Il campo di applicazione del fondo si è notevolmente ridimensionato a seguito dell’evolversi della giurisprudenza. Possiamo comunque concludere dicendo che perché il fondo patrimoniale regga all’assalto dei creditori occorre che:

  • sia fatto in tempi non sospetti, vale a dire  almeno 5 anni prima dell’insorgere del debito, allo scopo di dimostrare che non è stato fatto per sottrarre il bene alle azioni dei creditori. Attenzione però perché se prima della costituzione del fondo i coniugi si rendono fideiussori per un debito altrui, l’eventuale escussione della fideiussione (e l’aggressione del patrimonio immesso nel fondo) può avvenire anche trascorsi oltre cinque anni dalla costituzione del fondo stesso;
  • perché il fondo regga occorre dimostrare che il debito è nato non per esigenze della famiglia e dunque che si tratta di debiti contratti per finalità voluttuarie, senza con questo voler affermare che si può campare con molto poco e che tutto il resto è mero lusso. Va da sé, peraltro, che gli immobili vincolati al fondo devono garantire il soddisfacimento dei bisogni della famiglia in modo congruo rispetto al patrimonio della famiglia e al loro ordinario tenore di vita. E quindi, se Berlusconi può vincolare un grattacielo per soddisfare i propri bisogni, un impiegato che magari ha risparmiato da sempre anche sull’acquisto della mortadella e ciò gli ha consentito di acquistare 5 immobili, se la famiglia è composta di sole tre persone (marito, moglie e un figlio), potrebbe vedersi mettere in discussione che possa vincolare tutti e 5 gli immobili: probabilmente verrebbe eccepito dai creditori della famiglia che il patrimonio vincolato eccede quello necessario per garantire i bisogni della famiglia e che almeno un immobile deve stare fuori dal fuori dal fondo.
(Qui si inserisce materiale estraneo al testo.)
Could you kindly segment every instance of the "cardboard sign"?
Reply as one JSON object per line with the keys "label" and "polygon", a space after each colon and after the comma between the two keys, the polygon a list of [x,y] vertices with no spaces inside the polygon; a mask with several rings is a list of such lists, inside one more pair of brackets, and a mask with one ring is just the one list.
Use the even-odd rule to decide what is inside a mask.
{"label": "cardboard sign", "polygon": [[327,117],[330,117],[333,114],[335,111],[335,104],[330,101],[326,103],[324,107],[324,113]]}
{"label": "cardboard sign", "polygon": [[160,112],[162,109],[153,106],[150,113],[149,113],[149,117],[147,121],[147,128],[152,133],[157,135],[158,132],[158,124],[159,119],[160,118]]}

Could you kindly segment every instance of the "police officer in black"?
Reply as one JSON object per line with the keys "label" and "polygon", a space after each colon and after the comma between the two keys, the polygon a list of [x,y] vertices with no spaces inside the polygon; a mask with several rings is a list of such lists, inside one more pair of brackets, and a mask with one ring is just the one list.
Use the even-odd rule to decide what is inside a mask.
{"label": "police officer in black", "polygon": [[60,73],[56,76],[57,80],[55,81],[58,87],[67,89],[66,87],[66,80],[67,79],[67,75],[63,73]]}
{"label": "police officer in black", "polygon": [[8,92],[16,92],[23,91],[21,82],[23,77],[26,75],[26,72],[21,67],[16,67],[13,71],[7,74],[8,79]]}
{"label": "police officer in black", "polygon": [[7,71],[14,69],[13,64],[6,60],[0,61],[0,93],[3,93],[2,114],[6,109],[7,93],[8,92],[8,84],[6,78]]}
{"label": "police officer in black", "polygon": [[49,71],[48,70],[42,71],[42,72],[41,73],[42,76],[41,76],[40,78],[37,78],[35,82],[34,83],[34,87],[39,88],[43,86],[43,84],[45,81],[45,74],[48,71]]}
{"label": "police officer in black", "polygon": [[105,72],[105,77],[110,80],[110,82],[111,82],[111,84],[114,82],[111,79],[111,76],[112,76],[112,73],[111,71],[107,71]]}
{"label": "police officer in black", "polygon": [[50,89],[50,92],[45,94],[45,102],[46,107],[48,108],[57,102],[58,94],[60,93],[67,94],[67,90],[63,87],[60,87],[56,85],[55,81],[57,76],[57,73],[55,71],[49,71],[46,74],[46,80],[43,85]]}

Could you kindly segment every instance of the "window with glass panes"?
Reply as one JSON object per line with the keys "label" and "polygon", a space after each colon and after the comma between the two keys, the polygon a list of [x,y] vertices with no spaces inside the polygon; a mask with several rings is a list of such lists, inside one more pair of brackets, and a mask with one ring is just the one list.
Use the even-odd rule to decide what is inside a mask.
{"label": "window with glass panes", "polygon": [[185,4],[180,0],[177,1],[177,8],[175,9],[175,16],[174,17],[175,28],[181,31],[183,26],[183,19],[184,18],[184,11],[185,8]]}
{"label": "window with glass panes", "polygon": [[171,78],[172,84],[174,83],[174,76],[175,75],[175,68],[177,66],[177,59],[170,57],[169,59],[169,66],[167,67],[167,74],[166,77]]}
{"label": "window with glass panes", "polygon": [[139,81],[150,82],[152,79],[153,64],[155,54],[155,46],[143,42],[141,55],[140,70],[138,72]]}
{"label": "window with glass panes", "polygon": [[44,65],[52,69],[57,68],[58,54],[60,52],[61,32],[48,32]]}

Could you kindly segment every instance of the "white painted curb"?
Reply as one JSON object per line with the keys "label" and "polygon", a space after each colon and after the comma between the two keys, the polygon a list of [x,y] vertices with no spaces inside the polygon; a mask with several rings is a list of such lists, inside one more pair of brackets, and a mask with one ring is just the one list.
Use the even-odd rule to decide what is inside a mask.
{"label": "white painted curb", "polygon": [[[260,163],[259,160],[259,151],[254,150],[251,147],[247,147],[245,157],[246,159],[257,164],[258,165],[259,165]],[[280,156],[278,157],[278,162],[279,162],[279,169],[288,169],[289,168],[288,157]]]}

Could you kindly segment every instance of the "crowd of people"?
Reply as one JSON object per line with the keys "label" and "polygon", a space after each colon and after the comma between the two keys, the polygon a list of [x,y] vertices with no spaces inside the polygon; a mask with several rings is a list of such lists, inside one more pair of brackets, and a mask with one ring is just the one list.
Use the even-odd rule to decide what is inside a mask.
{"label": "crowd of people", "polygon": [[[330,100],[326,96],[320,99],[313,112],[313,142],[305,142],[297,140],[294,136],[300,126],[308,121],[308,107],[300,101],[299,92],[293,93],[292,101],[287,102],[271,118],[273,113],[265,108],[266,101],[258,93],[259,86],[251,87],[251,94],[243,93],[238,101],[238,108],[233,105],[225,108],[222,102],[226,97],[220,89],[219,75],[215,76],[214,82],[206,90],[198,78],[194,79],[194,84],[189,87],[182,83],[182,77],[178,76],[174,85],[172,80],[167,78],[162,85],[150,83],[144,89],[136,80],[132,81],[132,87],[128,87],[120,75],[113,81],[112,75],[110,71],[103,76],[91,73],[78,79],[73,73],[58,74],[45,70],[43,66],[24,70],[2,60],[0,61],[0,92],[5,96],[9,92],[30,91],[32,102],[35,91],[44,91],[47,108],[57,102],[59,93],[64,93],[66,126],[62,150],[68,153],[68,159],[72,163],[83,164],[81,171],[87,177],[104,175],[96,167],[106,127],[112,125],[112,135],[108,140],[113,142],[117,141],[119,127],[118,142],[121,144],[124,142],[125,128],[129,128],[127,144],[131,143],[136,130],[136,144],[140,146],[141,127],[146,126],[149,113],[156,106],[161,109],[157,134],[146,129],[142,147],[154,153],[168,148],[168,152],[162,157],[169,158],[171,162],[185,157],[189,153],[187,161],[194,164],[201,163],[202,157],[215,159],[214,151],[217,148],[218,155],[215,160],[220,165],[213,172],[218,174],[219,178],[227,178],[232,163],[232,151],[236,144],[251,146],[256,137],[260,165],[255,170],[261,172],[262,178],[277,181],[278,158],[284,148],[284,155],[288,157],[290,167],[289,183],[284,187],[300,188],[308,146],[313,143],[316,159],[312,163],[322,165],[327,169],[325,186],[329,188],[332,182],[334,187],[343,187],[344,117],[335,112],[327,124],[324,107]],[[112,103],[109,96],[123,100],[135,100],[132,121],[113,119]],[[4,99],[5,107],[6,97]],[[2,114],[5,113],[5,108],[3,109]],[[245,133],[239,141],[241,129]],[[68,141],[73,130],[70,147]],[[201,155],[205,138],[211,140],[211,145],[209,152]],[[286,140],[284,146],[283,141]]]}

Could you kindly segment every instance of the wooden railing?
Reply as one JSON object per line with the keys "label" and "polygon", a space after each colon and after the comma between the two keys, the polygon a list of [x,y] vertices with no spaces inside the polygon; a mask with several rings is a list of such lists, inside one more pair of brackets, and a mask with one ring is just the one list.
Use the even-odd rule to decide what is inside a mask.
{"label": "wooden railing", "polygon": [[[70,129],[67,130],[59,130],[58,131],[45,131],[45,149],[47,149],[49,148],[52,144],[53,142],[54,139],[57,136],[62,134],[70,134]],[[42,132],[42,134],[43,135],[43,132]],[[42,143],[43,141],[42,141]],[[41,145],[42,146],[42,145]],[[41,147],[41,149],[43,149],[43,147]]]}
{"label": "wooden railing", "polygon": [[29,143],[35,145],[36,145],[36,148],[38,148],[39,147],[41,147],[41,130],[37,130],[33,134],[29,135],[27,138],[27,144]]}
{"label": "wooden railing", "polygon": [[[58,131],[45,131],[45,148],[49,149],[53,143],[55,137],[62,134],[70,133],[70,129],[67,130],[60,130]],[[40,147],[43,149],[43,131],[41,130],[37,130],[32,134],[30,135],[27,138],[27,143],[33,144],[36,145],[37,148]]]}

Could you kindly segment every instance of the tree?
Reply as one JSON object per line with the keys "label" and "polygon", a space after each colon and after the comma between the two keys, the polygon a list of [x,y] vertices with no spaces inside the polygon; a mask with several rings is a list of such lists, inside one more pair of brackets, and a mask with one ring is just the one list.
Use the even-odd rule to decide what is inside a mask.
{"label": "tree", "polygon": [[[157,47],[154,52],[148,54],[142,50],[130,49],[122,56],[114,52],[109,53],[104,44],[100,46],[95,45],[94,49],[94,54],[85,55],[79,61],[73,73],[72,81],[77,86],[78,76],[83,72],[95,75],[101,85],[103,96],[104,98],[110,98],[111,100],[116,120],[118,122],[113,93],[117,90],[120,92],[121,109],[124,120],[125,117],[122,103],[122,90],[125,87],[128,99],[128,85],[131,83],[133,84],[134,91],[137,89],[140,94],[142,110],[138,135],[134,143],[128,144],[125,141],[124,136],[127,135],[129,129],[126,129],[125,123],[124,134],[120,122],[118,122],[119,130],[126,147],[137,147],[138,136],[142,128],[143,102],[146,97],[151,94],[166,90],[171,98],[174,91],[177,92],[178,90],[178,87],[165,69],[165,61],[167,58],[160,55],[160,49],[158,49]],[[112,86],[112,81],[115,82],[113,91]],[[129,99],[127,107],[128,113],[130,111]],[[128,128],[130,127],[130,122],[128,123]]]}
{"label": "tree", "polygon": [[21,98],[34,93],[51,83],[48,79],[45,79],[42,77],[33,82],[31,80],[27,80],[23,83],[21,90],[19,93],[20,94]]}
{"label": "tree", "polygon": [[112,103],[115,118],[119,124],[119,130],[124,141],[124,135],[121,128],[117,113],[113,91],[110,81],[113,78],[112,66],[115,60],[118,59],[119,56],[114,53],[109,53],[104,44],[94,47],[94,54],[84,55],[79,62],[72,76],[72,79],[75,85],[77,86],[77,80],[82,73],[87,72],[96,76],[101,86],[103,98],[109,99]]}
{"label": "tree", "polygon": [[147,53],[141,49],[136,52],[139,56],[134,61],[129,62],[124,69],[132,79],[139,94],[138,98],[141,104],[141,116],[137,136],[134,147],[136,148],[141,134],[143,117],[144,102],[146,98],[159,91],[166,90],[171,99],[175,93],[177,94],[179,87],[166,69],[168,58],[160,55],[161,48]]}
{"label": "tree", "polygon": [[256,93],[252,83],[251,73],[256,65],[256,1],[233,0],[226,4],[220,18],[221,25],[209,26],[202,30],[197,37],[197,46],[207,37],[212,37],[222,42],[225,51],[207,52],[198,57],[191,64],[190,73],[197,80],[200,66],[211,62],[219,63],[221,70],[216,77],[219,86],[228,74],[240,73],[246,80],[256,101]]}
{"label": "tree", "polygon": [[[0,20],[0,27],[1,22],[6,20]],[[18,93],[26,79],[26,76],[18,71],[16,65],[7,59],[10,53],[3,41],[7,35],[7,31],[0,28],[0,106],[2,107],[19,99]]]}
Nell’esempio però è improbabile che il nostro impiegato possa difendersi affermando che i debiti sono stati contratti per fini voluttuari posto che ha condotto una vita mangiando solo mortadella!
  • le imposte sui redditi non versate ancorché regolarmente dichiarate dai coniugi nella propria dichiarazione dei redditi per non essere considerare riferite ai bisogni della famiglia ed escludere quindi che Equitalia possa aggredire l’immobile vincolato al fondo,  devono derivare non dalla attività professionale o d’impresa svolta dal coniuge poiché, in via generale, verrebbe eccepito che il fondo è aggredibile dal momento che la relativa Irpef è riferibile al reddito che è fonte di sostentamento della famiglia; occorre allora dimostrare che l’Irpef non versata è riferita a componenti reddituali non utilizzate per il sostentamento della famiglia, quali ad esempio, la vendita di una area fabbricabile, la cessione di quote di partecipazione in società. Resta il fatto della difficoltà con cui ripartire l’Irpef liquidata in dichiarazione tra le due parti reddituali, vale a dire sostentamento della famiglia e operazioni speculative. Aggiungiamo a completamento del concetto che non si conosce giurisprudenza che si è spinta a benedire tale ripartizione concettuale.